What does the Center for Biomedical Blockchain Research aim to accomplish?
First, blockchain entered any number of ambitious healthcare startups. Then it got hold of Mayo Clinic. The secure data-transfer technology’s latest conquest? One of the country’s most respected hubs of medical innovation: the Icahn School of Medicine at Mount Sinai.
Partnering with the Institute for Next Generation Healthcare, the institution today opened the Center for Biomedical Blockchain Research, a first-of-its-kind academic nucleus for blockchain and healthcare. The center’s heads, Joel Dudley, Ph.D., Mount Sinai’s executive vice president of precision health, and Noah Zimmerman, Ph.D., a genetics and genomics innovation professor, will explore “data-driven approaches and machine intelligence” to improve biology and healthcare. The research will supplement prior work in which Dudley leveraged electronic health record (EHR), wearables and other data to create predictive health apps.
But blockchain is a technology that many wide-eyed entrepreneurs have pursued, with no real application yet to emerge in healthcare. Mount Sinai could prove a key incubator, as few academic institutions have seriously examined blockchain’s potential roles in medicine.
>> READ: Mayo Clinic Is Partnering With a Startup to Make Blockchain Work for Healthcare
“There is a lot of excitement around the possibilities for blockchain technology in healthcare,” Dudley said in a statement. “However, we still have lots of hard work ahead to identify the most salient features of blockchain technologies to solve real-world healthcare problems.”
Blockchain, of course, shot to prominence alongside bitcoin, the cryptocurrency that first used the secure, immutable, decentralized ledger technology. No data transaction that occurs on the blockchain can be erased or altered, and it relies on a peer-to-peer replication process to better ensure data integrity and breed trust.
These features have helped blockchain generate immeasurable hype in healthcare and elsewhere. Imagine, supporters say, the day when blockchain might shore up the defenses of, and foster interoperability between, EHR systems. Blockchain fanatics have also touted the technology as a path to patient empowerment, improved administrative functions and a solution to the problems plaguing the Internet of Things and nearly any other issue hindering healthcare.

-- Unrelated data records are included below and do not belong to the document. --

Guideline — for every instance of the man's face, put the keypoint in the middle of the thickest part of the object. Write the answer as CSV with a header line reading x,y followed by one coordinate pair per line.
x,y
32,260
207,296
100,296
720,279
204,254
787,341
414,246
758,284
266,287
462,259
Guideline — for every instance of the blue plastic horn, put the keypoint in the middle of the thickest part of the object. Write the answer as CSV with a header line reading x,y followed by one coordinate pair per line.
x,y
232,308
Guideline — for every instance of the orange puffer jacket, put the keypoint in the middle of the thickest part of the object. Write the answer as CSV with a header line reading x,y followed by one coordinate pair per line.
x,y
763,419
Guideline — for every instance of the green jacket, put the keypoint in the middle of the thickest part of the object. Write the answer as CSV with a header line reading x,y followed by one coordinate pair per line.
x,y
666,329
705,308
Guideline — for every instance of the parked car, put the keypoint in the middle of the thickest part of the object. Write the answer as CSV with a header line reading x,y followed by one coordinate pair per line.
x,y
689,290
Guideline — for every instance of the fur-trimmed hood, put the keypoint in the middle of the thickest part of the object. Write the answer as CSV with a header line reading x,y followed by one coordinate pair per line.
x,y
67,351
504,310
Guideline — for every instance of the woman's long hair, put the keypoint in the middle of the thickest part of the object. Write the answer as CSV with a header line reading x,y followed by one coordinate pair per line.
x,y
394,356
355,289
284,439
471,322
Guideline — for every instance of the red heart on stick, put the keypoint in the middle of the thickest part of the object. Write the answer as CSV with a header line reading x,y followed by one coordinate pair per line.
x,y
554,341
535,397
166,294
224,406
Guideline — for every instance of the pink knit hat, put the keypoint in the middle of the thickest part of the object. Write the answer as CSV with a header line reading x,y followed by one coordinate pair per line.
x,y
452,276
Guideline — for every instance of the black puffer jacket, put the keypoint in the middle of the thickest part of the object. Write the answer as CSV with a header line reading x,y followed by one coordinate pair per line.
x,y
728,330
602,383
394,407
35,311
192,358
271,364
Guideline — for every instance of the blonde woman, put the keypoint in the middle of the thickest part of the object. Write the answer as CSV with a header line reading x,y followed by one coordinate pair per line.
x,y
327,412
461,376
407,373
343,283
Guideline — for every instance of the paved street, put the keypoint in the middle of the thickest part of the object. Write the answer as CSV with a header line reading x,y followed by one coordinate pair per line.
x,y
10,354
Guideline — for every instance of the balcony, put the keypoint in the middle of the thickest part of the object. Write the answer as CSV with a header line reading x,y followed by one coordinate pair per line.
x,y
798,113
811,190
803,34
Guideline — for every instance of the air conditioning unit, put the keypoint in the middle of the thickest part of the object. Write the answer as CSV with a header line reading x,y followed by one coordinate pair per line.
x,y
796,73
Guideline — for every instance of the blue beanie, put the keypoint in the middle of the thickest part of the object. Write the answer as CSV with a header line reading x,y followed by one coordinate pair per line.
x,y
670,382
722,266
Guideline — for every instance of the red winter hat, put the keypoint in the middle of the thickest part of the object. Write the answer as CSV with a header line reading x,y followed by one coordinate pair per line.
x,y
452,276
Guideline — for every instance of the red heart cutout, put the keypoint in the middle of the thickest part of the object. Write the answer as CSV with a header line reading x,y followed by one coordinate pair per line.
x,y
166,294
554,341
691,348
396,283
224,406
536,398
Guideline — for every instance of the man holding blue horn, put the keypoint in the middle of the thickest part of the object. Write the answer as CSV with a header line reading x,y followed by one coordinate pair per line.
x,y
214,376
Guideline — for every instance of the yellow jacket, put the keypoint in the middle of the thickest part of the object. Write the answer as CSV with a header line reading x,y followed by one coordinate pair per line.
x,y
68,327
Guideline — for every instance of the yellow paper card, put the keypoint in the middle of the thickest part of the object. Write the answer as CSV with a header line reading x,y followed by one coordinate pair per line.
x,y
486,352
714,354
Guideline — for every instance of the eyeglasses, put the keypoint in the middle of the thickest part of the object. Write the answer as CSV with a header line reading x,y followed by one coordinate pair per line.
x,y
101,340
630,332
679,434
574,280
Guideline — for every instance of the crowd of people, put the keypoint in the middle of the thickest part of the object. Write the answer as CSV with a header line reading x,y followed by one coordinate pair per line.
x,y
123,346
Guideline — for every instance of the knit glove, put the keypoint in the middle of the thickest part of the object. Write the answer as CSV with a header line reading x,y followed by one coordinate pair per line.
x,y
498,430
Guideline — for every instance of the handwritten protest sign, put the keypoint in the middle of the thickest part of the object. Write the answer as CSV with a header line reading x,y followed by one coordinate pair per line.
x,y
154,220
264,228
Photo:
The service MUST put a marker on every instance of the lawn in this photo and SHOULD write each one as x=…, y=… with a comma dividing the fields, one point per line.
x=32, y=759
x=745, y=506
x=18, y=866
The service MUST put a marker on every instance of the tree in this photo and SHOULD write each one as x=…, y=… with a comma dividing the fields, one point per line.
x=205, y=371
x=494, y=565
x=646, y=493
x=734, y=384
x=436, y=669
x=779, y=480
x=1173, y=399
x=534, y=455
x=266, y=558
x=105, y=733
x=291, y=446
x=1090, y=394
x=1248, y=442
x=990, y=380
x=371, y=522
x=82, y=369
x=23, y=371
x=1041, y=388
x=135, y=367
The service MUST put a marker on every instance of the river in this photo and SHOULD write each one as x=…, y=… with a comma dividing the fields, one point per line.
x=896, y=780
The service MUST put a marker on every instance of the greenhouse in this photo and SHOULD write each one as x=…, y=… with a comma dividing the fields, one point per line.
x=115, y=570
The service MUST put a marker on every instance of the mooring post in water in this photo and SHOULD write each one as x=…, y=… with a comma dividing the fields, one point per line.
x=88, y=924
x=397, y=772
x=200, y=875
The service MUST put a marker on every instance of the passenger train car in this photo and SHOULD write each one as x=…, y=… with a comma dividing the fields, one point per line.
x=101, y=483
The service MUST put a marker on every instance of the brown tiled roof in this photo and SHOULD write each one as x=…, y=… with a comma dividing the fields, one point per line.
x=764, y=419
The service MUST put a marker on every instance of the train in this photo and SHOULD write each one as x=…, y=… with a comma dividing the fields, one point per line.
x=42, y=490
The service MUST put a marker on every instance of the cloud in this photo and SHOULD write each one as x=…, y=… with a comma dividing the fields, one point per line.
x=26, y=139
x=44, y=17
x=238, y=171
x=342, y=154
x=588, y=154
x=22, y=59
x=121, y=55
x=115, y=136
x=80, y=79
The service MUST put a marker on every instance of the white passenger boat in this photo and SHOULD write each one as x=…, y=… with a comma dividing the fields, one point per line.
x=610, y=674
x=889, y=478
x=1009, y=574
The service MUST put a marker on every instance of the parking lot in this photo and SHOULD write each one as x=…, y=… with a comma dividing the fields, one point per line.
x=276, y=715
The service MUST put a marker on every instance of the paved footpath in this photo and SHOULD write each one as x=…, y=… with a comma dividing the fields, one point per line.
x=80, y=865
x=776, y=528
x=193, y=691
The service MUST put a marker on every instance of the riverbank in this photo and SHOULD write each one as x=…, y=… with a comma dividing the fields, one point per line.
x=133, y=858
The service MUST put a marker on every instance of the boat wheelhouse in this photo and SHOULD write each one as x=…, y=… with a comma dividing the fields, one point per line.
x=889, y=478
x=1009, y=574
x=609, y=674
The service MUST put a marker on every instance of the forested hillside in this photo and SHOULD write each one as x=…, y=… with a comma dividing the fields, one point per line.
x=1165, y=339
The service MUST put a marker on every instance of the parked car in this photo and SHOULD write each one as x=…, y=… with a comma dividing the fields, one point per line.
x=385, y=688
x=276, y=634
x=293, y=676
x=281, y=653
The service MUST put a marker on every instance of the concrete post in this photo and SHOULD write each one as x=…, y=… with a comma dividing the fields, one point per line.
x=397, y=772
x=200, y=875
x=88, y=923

Although Dudley acknowledged the hype, he said such challenges could indeed fuel blockchain’s first proven application for healthcare.
“The fragmented nature of regional and global healthcare systems prevents the flow of vital information and creates barriers to access for underserved groups,” he said. “We see the potential for blockchain and related technologies to enable applications that support more unified healthcare ecosystems and serve the greater goals of realizing national and global precision health networks.”
To do this, the Center for Biomedical Blockchain Research will examine and evaluate blockchain solutions, build partnerships with startups in the space and create its own blockchain-based systems for use in Mount Sinai.
Zimmerman touted Mount Sinai’s track record in biomedical data, machine learning and data governance as a good sign that the center will succeed.
“This experience will allow us to address many of the most promising uses for blockchain in biomedicine with the goal of improving healthcare delivery and reducing costs,” he added.
The establishment of the center follows news that Mayo Clinic had inked a deal with a startup to further explore blockchain’s role in healthcare, particularly the EHR.